US envoy to visit Asia as part of talks on NKorean nuclear deal

WASHINGTON (AFP) — US envoy Christopher Hill will leave here Tuesday for a trip to South Korea, Japan and China to pursue talks linked to a six-party deal to disable Pyongang's nuclear programs, officials said.

Hill is "going to visit South Korea, Japan and China, and all of these meetings are in connection with the six-party talks," State Department spokesman Sean McCormack told reporters without giving dates for each venue.

McCormack said Hill was present for a meeting here on Monday between US Secretary of State Condoleezza Rice and Chinese Foreign Minister Yang Jiechi when they discussed the six-party talks and "how the process is going to evolve and move forward."

In February, North Korea agreed under a six-party deal with China, Japan, Russia, South Korea and the United States to disable its nuclear programmes in exchange for much-needed energy aid and diplomatic benefits.

The North shut down its key Yongbyon reactor in July. Disablement, scheduled for completion by year-end, aims to make it and other facilities unusable for at least a year while talks on total denuclearization continue.

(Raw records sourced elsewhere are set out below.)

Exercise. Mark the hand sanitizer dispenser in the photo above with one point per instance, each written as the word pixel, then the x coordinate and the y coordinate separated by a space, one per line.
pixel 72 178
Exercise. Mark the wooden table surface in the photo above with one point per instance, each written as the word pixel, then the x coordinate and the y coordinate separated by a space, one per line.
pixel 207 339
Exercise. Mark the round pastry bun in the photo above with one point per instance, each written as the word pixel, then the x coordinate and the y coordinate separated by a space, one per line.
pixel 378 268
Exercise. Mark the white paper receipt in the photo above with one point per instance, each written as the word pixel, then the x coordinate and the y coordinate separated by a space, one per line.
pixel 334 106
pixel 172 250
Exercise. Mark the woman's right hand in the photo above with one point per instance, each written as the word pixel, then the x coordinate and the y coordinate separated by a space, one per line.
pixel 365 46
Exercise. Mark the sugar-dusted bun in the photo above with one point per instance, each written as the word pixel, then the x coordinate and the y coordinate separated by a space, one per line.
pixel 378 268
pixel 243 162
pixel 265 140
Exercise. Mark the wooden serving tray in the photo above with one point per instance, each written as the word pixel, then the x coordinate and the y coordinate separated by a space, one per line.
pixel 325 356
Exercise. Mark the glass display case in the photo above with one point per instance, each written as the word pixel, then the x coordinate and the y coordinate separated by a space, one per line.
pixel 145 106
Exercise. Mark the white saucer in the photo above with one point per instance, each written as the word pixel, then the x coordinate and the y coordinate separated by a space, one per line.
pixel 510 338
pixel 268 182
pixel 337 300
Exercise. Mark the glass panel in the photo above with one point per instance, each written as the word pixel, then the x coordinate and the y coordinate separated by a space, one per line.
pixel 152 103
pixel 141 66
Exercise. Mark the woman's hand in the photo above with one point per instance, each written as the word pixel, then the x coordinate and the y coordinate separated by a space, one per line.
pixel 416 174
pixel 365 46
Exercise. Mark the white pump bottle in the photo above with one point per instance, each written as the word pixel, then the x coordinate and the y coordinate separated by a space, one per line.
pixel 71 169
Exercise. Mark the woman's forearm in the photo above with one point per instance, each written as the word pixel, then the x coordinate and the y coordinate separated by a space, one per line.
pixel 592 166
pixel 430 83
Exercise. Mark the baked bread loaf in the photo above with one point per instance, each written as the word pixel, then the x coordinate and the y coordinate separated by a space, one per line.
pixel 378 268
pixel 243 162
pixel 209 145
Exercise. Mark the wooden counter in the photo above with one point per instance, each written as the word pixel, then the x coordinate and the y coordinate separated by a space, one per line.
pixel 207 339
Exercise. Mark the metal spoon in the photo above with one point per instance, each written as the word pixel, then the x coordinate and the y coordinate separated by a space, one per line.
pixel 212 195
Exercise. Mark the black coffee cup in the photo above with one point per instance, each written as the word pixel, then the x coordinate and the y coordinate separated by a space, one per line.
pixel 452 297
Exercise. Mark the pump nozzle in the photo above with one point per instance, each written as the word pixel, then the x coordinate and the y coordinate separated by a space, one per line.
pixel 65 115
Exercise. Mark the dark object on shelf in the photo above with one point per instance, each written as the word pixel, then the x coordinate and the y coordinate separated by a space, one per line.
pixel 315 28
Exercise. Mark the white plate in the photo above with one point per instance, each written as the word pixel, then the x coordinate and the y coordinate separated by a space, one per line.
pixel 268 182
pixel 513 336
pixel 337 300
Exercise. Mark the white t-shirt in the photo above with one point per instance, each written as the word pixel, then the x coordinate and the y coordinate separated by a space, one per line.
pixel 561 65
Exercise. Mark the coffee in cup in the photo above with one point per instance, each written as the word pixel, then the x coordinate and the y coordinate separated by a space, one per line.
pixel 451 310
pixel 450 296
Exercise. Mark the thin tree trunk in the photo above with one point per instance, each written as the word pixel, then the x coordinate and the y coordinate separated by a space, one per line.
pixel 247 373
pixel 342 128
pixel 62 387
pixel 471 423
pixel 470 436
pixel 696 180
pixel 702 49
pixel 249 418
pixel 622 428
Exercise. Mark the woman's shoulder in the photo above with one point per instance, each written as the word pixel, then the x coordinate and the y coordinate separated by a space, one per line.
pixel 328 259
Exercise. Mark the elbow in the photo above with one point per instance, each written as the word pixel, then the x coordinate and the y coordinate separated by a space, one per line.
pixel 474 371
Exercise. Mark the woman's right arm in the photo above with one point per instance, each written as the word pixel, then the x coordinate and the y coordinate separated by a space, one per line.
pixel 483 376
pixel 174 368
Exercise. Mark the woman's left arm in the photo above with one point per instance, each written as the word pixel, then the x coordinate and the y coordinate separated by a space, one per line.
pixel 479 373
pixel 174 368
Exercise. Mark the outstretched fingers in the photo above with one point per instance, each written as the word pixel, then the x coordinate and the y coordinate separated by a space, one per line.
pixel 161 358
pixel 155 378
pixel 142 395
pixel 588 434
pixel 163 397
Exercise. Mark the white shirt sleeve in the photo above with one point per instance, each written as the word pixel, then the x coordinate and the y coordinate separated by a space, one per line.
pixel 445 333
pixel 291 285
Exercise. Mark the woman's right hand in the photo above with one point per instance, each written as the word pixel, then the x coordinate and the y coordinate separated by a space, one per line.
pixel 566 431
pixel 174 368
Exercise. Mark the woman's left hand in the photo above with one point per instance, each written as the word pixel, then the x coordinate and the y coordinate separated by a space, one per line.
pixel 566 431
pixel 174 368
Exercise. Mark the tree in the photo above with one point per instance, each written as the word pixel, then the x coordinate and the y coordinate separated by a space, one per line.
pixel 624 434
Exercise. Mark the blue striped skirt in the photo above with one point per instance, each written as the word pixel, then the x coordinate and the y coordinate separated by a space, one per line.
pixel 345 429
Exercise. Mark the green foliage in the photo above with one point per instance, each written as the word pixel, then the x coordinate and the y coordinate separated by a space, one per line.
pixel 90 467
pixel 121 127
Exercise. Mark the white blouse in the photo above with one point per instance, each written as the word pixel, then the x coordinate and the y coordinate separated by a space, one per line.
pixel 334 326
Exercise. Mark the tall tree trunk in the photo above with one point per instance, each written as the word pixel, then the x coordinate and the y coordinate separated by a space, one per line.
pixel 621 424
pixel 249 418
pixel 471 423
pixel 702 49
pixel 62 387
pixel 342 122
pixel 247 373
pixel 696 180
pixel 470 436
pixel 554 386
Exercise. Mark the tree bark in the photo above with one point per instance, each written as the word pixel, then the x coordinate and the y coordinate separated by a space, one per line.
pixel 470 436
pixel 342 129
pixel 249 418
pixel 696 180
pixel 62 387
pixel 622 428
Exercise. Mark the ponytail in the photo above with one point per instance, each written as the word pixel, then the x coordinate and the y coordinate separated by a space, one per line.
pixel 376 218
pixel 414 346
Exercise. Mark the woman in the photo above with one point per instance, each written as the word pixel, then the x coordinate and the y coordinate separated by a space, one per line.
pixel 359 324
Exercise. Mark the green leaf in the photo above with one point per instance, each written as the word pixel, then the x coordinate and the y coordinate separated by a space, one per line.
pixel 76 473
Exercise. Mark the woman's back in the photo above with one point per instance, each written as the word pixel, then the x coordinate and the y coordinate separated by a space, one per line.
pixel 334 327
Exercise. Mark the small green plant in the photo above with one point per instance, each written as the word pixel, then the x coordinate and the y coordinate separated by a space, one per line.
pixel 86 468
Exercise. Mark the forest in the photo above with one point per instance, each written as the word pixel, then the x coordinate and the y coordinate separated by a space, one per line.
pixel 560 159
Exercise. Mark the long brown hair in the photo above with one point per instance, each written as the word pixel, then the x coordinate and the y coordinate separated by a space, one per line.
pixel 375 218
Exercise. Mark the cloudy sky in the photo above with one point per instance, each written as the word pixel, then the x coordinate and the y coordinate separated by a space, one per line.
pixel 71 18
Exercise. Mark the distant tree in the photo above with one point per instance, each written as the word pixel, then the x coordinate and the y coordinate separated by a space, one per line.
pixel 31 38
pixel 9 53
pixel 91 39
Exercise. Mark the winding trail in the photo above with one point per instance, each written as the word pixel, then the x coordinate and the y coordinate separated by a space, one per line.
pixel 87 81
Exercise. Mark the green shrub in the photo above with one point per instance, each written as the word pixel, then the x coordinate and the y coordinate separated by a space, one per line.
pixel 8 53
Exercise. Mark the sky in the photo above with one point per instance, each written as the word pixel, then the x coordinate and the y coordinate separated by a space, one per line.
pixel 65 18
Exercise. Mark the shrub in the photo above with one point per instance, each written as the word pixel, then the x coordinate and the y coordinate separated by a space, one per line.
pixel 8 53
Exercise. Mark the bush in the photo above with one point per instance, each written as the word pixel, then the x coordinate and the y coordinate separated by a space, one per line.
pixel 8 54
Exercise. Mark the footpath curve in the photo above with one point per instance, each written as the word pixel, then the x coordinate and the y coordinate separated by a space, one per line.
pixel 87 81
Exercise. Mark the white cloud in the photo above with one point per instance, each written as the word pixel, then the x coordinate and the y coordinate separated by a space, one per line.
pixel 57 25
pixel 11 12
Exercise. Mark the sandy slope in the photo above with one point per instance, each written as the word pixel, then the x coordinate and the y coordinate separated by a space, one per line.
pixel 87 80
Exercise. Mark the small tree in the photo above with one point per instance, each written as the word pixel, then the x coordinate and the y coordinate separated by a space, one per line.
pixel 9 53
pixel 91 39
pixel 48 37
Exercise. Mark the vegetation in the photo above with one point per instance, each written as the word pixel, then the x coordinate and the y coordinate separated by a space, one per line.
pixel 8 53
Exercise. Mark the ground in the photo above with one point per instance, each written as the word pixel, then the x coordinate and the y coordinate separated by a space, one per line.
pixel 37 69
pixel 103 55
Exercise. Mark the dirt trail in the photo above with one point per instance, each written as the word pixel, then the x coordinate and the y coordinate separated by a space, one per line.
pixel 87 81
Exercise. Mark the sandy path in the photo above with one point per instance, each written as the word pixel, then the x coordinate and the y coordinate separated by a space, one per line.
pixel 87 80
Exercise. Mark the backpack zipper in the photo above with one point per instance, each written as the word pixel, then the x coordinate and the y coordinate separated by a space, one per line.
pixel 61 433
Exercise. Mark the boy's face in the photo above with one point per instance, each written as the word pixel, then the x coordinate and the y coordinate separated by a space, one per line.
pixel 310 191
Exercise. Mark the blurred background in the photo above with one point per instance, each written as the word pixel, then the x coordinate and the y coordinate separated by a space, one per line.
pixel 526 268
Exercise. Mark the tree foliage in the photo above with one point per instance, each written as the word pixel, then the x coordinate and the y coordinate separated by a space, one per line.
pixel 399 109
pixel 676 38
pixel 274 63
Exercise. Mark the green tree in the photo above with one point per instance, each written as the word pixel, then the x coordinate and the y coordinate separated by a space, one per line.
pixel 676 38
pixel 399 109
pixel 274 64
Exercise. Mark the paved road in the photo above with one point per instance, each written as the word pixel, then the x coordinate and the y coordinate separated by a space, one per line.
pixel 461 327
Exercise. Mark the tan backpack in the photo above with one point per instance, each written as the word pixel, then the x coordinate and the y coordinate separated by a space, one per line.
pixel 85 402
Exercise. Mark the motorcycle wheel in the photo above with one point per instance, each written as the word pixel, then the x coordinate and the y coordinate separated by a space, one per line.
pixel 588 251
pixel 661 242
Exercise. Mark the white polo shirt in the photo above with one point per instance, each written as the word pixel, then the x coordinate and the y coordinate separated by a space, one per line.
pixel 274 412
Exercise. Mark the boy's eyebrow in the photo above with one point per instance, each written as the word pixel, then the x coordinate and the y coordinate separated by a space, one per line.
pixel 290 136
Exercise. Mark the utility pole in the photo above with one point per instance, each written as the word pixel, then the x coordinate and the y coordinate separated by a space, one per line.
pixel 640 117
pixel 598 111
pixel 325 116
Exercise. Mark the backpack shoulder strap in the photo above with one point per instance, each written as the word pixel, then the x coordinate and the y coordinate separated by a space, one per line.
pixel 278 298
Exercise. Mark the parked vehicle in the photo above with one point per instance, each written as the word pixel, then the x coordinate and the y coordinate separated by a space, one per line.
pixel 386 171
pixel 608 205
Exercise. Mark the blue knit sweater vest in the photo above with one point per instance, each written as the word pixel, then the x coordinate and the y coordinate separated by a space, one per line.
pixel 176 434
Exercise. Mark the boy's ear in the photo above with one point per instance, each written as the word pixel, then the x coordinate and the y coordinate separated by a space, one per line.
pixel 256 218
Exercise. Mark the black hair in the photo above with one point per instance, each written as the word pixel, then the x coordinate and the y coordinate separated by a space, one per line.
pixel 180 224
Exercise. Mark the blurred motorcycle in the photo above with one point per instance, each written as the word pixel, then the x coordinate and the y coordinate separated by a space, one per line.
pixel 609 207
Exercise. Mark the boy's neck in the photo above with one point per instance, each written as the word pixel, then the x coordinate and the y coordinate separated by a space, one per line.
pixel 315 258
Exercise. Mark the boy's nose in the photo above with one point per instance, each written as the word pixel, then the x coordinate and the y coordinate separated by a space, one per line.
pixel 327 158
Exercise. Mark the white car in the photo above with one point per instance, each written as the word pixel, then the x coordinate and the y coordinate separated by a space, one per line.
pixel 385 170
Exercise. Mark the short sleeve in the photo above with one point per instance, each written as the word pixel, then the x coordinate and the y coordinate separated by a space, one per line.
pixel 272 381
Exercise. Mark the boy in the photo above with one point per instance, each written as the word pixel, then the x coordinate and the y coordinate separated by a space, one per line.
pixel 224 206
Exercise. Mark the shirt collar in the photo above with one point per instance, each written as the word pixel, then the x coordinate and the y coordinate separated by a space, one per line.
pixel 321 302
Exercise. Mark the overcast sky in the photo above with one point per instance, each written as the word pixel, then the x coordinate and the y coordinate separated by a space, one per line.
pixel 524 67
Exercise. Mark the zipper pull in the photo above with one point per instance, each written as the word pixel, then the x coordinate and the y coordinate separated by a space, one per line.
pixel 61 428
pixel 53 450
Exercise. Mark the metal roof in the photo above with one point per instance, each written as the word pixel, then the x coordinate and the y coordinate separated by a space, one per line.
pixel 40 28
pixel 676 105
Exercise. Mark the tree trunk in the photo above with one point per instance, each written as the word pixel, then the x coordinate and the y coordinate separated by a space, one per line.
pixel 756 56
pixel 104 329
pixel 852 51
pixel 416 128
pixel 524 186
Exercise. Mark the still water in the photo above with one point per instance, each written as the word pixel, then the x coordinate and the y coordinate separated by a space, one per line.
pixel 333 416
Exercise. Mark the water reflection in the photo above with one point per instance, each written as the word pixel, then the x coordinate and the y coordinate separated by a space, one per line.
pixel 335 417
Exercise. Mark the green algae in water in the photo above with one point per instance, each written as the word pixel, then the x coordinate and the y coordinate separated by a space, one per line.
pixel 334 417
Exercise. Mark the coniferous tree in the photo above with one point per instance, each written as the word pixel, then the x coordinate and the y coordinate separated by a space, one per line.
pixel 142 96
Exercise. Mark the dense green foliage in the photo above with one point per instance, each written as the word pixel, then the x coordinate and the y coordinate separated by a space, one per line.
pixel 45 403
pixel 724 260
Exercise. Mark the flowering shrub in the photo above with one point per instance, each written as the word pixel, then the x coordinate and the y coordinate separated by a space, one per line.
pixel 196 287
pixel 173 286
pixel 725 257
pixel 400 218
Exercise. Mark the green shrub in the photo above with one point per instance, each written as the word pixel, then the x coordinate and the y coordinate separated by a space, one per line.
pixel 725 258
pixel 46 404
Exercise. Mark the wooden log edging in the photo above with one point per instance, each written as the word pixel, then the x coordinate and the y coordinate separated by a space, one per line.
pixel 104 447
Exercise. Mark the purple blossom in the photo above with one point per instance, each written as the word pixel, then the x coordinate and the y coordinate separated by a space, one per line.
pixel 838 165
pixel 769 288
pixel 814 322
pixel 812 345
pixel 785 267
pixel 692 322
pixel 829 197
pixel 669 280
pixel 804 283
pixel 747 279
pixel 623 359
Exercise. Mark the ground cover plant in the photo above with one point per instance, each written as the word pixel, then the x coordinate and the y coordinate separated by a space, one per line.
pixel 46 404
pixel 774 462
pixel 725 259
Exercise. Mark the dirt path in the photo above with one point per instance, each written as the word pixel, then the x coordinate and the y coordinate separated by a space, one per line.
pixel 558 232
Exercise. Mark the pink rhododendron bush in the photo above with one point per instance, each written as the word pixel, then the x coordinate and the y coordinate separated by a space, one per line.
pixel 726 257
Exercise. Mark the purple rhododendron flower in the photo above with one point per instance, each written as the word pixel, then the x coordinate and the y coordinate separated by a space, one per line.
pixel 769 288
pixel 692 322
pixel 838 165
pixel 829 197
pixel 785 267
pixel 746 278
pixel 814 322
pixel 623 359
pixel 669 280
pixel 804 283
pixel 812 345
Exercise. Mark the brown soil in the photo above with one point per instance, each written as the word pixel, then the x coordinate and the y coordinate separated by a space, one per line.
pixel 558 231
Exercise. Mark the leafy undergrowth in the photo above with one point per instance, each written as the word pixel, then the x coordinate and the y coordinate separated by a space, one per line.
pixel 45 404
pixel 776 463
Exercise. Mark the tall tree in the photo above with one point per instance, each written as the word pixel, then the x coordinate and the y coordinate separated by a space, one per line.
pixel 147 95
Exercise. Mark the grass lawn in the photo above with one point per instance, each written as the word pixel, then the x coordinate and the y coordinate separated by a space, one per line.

Russian, Chinese, US and South Korean experts were due to travel to North Korea later this week to assess progress in dismantling the Yongbyon nuclear plant.

Asked if the team would receive a declaration from North Korea, McCormack said "the deadline for it is the end of the year, and I would expect that we have something final from the North Koreans closer to the end of the year."

"It wouldn't surprise me if, along the way, they briefed up members of the six-party -- the other five members of the six parties on where they are in their declaration process," he said.

"It's important that this declaration be full, that it be complete and that it reassure all of the other five parties that North Korea is being completing forthcoming with the declaration," he added

The experts are to present a report ahead of six-nation talks to be held in Beijing from December 6 to 8, said deputy foreign minister Alexander Losyukov quoted by ITAR-TASS last Friday.

China, the United States, Japan and Russia are to join the two Koreas for the talks that could be held at the foreign ministers' level, said Losyukov.

Pyongyang will receive energy aid worth hundreds of millions of dollars in return for disablement and a full declaration of all its nuclear programs, including a suspected highly enriched uranium project.